Motorway extremes in Italy:

- northernmost: Brenner Pass (A22)
- westernmost: Frejus Tunnel (A32)
- easternmost: A14 terminus near Massafra
- southernmost: A18 terminus near Rosolini


----------



## arctic_carlos (Dec 28, 2007)

Spain:

- North: A-8 near Cudillero
- East: C-31 near Palafrugell
- South: GC-1 near Maspalomas (A-7 near Algeciras in mainland Spain)
- West: TF-1 near Tijoco bajo (AG-11 near Ribeira in mainland Spain)


----------



## CNGL (Jun 10, 2010)

And for roads overall:
North: End of road at Estaca de Bares point
South: End of HI-4 at La Restinga (Mainland: Street in Tarifa)
East: End of Me-3 (Mainland: End of road at Creus cape)
West: End of HI-504 (Mainland: End of road at Touriñan cape)


----------



## g.spinoza (Jul 21, 2010)

g.spinoza said:


> Motorway extremes in Italy:
> 
> - northernmost: Brenner Pass (A22)
> - westernmost: Frejus Tunnel (A32)
> ...


Normal roads:

- Northernmost: SS621 at Casere di Predoi
- westernmost: SP216 past Melezet di Bardonecchia
- easternmost: SP87 near Capo d'Otranto
- southernmost: Via Cala Francese at Lampedusa


----------



## ChrisZwolle (May 7, 2006)

italystf said:


> Starting from yesterday, E8 near Tornio, Finland, is no longer the northernmost motorway in the world, as a motorway (R21) opened to traffic near Murmansk, Russia, around 300km further North (circa 69N). It's also the only motorway in the world located north to the Arctic Cycle.





Verso said:


> ^^ It's not a real motorway though. But it's a 4-lane road, I'm not sure about grade separation.

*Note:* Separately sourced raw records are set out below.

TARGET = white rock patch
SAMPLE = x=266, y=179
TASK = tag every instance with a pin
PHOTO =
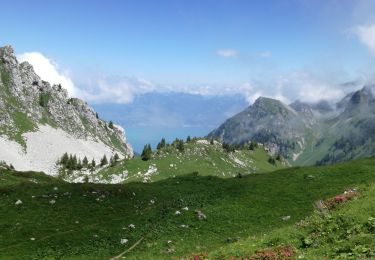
x=46, y=146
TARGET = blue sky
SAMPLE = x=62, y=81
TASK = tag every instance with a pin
x=176, y=42
x=111, y=52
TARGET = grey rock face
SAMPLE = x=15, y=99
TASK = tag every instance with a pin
x=26, y=101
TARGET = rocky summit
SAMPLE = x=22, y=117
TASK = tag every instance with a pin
x=39, y=122
x=307, y=133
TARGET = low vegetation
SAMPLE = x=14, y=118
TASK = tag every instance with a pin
x=191, y=215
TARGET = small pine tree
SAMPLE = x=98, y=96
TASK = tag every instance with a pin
x=112, y=161
x=64, y=159
x=74, y=162
x=253, y=145
x=85, y=162
x=228, y=148
x=272, y=160
x=180, y=146
x=146, y=153
x=104, y=161
x=161, y=144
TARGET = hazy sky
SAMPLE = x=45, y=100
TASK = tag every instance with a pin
x=111, y=51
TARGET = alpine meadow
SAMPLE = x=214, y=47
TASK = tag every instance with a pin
x=187, y=129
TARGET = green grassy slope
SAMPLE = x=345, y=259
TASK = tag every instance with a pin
x=346, y=231
x=198, y=156
x=88, y=221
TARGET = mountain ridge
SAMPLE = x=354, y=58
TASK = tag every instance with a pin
x=306, y=133
x=34, y=111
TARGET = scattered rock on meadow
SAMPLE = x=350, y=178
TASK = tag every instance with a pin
x=200, y=215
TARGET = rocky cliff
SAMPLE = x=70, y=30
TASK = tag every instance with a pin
x=39, y=121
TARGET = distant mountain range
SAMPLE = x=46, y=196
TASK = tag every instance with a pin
x=39, y=122
x=306, y=134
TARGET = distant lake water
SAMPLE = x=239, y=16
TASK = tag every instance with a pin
x=138, y=136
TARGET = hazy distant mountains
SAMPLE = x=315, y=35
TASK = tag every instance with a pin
x=308, y=133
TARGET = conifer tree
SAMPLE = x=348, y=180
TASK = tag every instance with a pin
x=93, y=163
x=161, y=144
x=104, y=161
x=64, y=159
x=146, y=153
x=85, y=162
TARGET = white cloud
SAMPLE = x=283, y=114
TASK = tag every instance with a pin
x=265, y=54
x=48, y=70
x=366, y=34
x=120, y=90
x=227, y=53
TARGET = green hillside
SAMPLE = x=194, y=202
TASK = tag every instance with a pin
x=199, y=156
x=54, y=219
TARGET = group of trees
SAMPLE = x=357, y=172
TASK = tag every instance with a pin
x=71, y=162
x=146, y=153
x=272, y=160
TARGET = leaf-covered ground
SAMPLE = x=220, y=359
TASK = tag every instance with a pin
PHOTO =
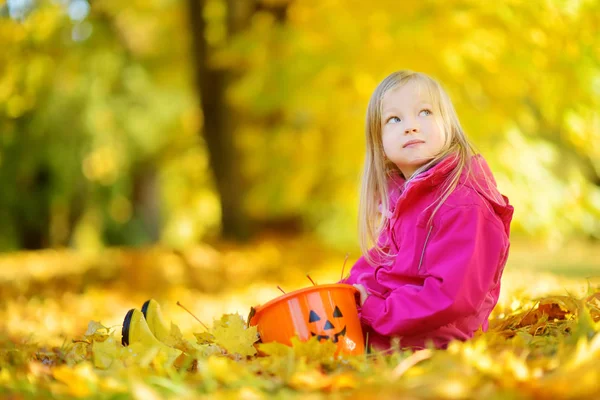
x=61, y=316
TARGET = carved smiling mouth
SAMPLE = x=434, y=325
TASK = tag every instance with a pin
x=335, y=337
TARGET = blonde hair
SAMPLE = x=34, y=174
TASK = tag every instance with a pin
x=377, y=168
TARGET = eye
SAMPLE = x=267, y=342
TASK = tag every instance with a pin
x=337, y=313
x=313, y=317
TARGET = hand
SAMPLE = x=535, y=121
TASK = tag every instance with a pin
x=363, y=293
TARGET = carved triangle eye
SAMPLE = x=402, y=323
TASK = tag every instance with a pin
x=313, y=317
x=337, y=313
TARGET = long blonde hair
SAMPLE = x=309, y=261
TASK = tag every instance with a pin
x=377, y=168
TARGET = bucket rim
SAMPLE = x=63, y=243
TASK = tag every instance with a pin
x=258, y=309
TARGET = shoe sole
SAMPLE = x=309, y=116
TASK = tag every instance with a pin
x=125, y=330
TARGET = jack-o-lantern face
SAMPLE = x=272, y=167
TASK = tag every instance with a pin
x=327, y=330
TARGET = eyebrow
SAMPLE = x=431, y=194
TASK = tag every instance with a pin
x=423, y=103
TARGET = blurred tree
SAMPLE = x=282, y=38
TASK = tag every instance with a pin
x=221, y=121
x=99, y=119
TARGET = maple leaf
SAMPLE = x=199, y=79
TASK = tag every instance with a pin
x=96, y=332
x=232, y=334
x=106, y=353
x=204, y=338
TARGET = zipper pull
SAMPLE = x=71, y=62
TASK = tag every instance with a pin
x=424, y=246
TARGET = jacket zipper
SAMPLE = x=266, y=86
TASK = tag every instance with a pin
x=424, y=246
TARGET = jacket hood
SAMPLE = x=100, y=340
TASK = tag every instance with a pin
x=478, y=177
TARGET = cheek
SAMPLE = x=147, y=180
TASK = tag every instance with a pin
x=389, y=141
x=437, y=138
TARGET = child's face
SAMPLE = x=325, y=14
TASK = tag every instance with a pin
x=410, y=134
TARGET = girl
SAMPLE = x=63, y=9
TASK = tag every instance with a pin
x=442, y=227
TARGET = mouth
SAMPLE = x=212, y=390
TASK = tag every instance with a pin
x=412, y=143
x=334, y=338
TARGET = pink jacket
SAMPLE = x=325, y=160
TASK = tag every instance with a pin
x=444, y=278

Valtatie 29 to Tornio is still the northernmost road with actual motorway status. Finland also has a more northern controlled-access dual carriageway; valtatie 4 through Rovaniemi. 

R21 around Murmansk does appears to be a controlled-access highway, but it does not appear to have legal motorway status.


----------



## CNGL (Jun 10, 2010)

The Northernmost paved road in the World is the road to Svalbard airport near Longyearbyen.
The Southernmost paved road in the World is the road to Ushuaia airport. Although Y-905 road in Navarino Island, Chile is further South, it's not paved. But it still appears to be the Southernmost all-weather road.
There is a road in Taveuni Island, Fiji that crosses the 180º meridian. It is definitely paved East of it (i.e. in the 'Extreme West', making it the Westernmost paved road in the World for sure), but I don't know if the pavement reaches the opposite to the 'Berbegal meridian'.


----------